I received a interesting comment from ParallelAxiom, a parallel programming expert, on my post titled “When Amdahl’s law is inapplicable?” His comment made me re-think my post. I must show an example to hammer my point. Thus, I have added an example to the original post and I am adding this new post just so the RSS subscribers can see this update as well. Please look at the original article first in case you have not read it.
Think about pipeline workloads. Lets use a simple example of a workload called Rank. Rank compares a set of input strings in a file to a given search string and returns the N most similar strings to the search string.
There are three stages in a particular implementation of Rank:
S1. Read input string — this is sequential
S2. Compute similarity score by comparing to search string — multiple strings can be compared concurrently
S3. Insert string in a heap sorted according to the similarity score. Drop the element with the lowest similarity score in case the heap has N+1 elements after the insertion. — this is a critical section in a naive implementation.

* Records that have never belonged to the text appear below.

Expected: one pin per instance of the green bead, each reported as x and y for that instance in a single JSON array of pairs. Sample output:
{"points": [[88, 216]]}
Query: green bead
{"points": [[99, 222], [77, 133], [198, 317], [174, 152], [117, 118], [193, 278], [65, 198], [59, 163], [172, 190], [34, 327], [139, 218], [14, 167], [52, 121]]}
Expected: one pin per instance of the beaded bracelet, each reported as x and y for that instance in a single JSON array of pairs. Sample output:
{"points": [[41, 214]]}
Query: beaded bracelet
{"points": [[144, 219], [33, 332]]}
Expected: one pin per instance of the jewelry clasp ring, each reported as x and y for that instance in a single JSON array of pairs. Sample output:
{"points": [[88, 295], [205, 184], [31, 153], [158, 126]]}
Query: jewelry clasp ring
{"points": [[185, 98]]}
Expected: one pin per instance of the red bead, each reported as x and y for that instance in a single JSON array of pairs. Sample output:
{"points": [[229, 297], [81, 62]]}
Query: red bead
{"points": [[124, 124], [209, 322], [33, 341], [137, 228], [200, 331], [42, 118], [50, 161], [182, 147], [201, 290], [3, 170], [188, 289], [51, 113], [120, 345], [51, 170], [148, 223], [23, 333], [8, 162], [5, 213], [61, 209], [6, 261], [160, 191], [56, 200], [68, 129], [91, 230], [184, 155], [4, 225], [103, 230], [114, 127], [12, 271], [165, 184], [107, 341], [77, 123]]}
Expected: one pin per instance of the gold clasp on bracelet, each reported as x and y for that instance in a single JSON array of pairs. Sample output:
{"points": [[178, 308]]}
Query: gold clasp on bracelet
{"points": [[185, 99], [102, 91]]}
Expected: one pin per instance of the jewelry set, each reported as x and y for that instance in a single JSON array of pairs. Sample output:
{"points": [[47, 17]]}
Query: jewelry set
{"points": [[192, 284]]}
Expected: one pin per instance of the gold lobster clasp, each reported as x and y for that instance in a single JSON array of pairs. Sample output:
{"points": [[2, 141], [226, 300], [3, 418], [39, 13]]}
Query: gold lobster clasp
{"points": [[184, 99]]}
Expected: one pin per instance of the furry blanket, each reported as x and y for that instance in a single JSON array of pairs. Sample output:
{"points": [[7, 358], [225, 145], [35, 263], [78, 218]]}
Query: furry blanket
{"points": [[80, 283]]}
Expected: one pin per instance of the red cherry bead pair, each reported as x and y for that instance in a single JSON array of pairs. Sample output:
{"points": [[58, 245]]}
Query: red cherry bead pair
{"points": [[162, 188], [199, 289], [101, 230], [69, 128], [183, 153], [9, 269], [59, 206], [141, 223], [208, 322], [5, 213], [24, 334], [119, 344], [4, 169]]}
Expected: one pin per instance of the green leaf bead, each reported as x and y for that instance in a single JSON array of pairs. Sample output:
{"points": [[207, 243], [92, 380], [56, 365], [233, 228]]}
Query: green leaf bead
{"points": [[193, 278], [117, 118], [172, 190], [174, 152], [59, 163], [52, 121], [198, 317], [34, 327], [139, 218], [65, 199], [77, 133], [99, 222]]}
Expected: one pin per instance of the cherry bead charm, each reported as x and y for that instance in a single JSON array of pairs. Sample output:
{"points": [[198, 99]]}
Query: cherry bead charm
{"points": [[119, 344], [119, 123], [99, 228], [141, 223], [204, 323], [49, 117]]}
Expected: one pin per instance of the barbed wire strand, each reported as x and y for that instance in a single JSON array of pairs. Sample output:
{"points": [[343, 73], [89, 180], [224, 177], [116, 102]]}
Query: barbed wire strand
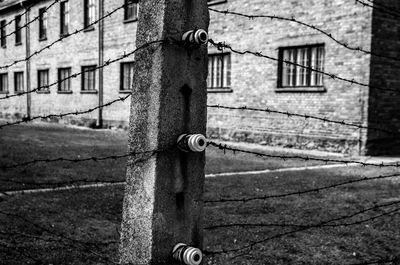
{"points": [[105, 64], [252, 244], [294, 20], [274, 196], [375, 6], [221, 45], [305, 116], [225, 147], [108, 14], [358, 222]]}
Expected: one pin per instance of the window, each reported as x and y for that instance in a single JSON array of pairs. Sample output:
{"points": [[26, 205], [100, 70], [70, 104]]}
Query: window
{"points": [[3, 83], [214, 2], [19, 81], [131, 10], [219, 71], [42, 24], [18, 37], [65, 85], [292, 75], [89, 78], [3, 33], [89, 12], [127, 70], [64, 17], [43, 81]]}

Now in the above code, there are three distinct loops that can be done one after the other in which case #1 and #3 will be your Amdahl’s serial portions (where only a single thread exists). However, I can be smart and write this code as a pipeline where S1, S2, and S3 run concurrently and communicate via work-queues.
Lets suppose each iteration of S1 takes 1K cycles, S2 takes 10K cycles, and S3 takes 2K cycles. Then as I up the number of cores, eventually the throughput of this pipeline willl become limited by S3 because even if I speed up S2 to 1000 cycles per iterations (by giving it 10 cores), S3 will not speed up. Thus, once I have say 5 cores assigned to S2, more cores will not help with performance.
Now, naively (and incorrectly), people call this Amdahl’s law. No it is not Amdahl’s law because the above cannot be characterized by the Amdahl’s equation. If we use Amdahl’s, the serial code is 3K cycles and parallel core is 10K cycles. Thus, with infinite cores:
Cycles_per_iteration_with_P_cores = 3K + 10K/P
Thus, the fastest speed will be 3K cycles_per_iterations. This is obviously wrong.
The equation which characterizes this pipeline case is as follows:
Cycles_per_iteration = MAX(Cycles_per_S1, Cycle_per_S2/cores_assigned_to_S2, Cycle_per_S3);
This is my poster child example of showing why Amdahl’s doesn’t work for all non-parallel code.
For reference: In a pipeline, it matters less how much time it takes to process one string (i.e., the 3K in this case). Whats important is the rate, or throughput, at which I am processing strings.
Update: The following is a conversation I had about this example with @jmuffat on Twitter. I think it helps clarify an important point of this example:
@jmuffat said: Amdahl’s law knows only 2 types: serial or //. Your example shows things that can run concurrently and calls them serial…
My response: That is the point of my article. Amdahl’s shouldn’t be used when serial is off the critical path but ppl often make this mistake. There are hundreds of “experts” that say that any code that cannot be multithreaded is “Amdahl’s bottleneck.” I’ve a paper on critical sections. Despite my insistence, people still call critical sections Amdahl’s but as you say, they aren’t.